I love browsing carefully curated boutiques with a small selection of beautiful clothes. There is a sense of calm and order. Each piece has been considered before earning its place on the rack. Shopping is a pleasure.
There is no such ambience when I walk into a large chain or department store. Instead, I often feel overwhelmed. That I am trying to find needles in haystacks. The sheer amount of clothes is confusing and it even makes me a little sad. It’s hard not to think of landfill when there is just so. much. stuff. There are times when I would prefer to run away than shop. And I like to shop.
Of course, I buy things in large chains like Uniqlo and H&M or department stores like Myer or Target. They are often the best places to buy basics. There are times when I need a broader range (and lower prices) than offered by a local boutique.
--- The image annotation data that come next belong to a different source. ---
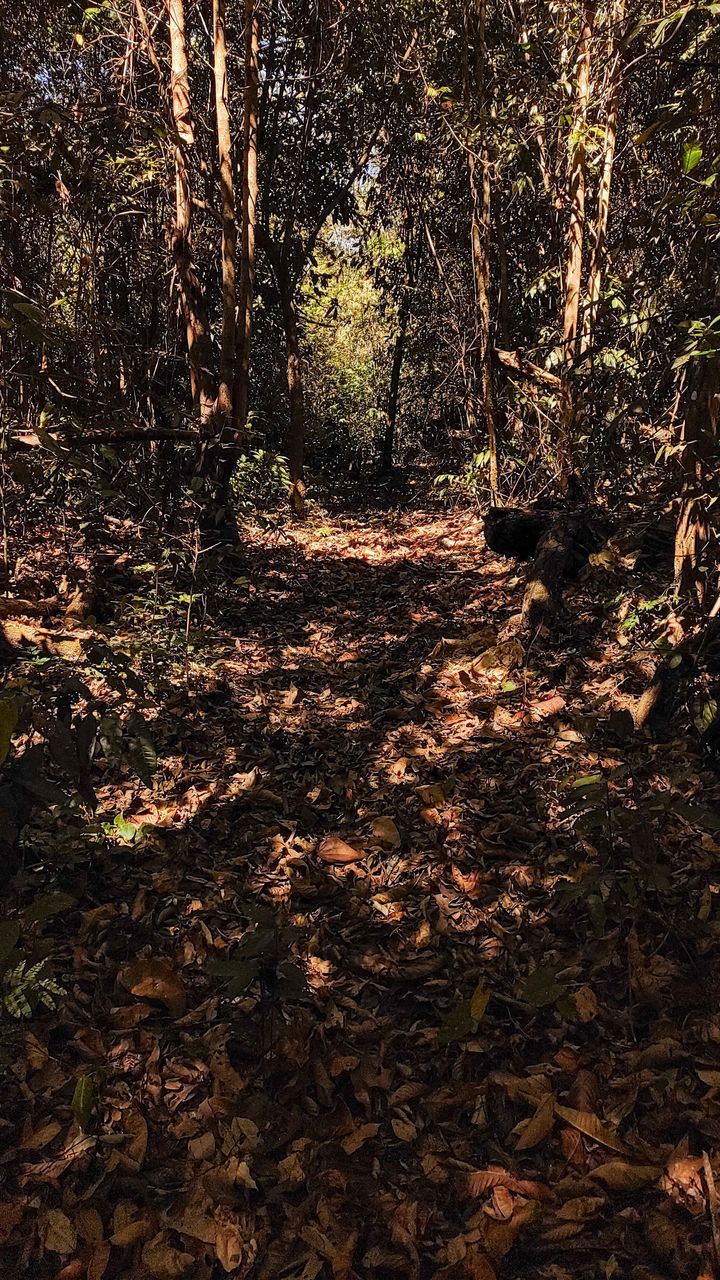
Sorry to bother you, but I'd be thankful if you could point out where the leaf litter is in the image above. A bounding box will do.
[0,511,720,1280]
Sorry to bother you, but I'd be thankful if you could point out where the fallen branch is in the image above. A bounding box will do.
[495,347,565,392]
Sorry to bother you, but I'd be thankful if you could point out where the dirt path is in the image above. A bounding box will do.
[0,512,720,1280]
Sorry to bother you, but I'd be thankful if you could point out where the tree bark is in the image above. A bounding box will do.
[559,4,594,471]
[464,0,498,498]
[213,0,236,431]
[675,357,720,604]
[580,0,625,353]
[281,276,305,516]
[167,0,215,422]
[382,218,416,471]
[233,0,260,436]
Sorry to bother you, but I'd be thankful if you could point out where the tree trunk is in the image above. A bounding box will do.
[492,189,512,349]
[559,4,594,483]
[382,224,416,471]
[464,0,498,498]
[167,0,215,422]
[281,275,305,516]
[675,357,720,604]
[580,0,624,352]
[233,0,260,435]
[213,0,236,431]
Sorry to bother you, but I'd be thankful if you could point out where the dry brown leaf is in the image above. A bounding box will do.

How do you navigate the large shops without feeling overwhelmed? Or walking out with everything other than the garments you actually needed?
Here’s how …
Know the game
Grocery stores place the milk and bread in the back so that you have to pass all the other temptations while grabbing your basics. Large clothing stores employ the same tactic. Ever noticed that jeans shops place their jeans right on the back wall? Handbag stores stock the utilitarian black and nude bags towards the rear of the shop and shoe shops do the same with nude and black court shoes. The aim is to tempt you with the sparkly things that you don’t necessarily need on your way to things you do.
One way to avoid those temptations is being crystal clear about what you need. Audit your wardrobe regularly and have a list of the things that fill gaps. Literally – a list on your phone. Return to that list often and don’t buy outside it unless you are utterly and completely in love.
Sales racks are a tried and true tactic to lure us into stores. I love a bargain as much as the next girl but these days the reduced item has to fill a gap in my wardrobe before I consider it wise buying. Ask yourself: would I consider buying this if it were full price? If the answer is no, put it back on the rack. If you’re not sure, carry the item around with you as you are looking at other things in store. Give it some time and space. You will soon figure out if you are impressed with the actual garment or just your bargain hunting abilities.
Reduce your choices
Even though we love the idea of choice, too much can paralyse us. Our brains work best when choosing between limited options. Too many and we start to get anxious. As a vegetarian, I am quite happy with two or three choices on most menus. Give me six or seven options and I’m taking most of the night just to decide.
So all of this is really about reducing choices down to what actually works within our own style and existing wardrobes. And this about you making that choice, not the layout of the store, the music being played, the scents being utilised or the way items have been grouped together. Choice reduction takes a little pre-emptive work and focus, but it’s worth it in the end.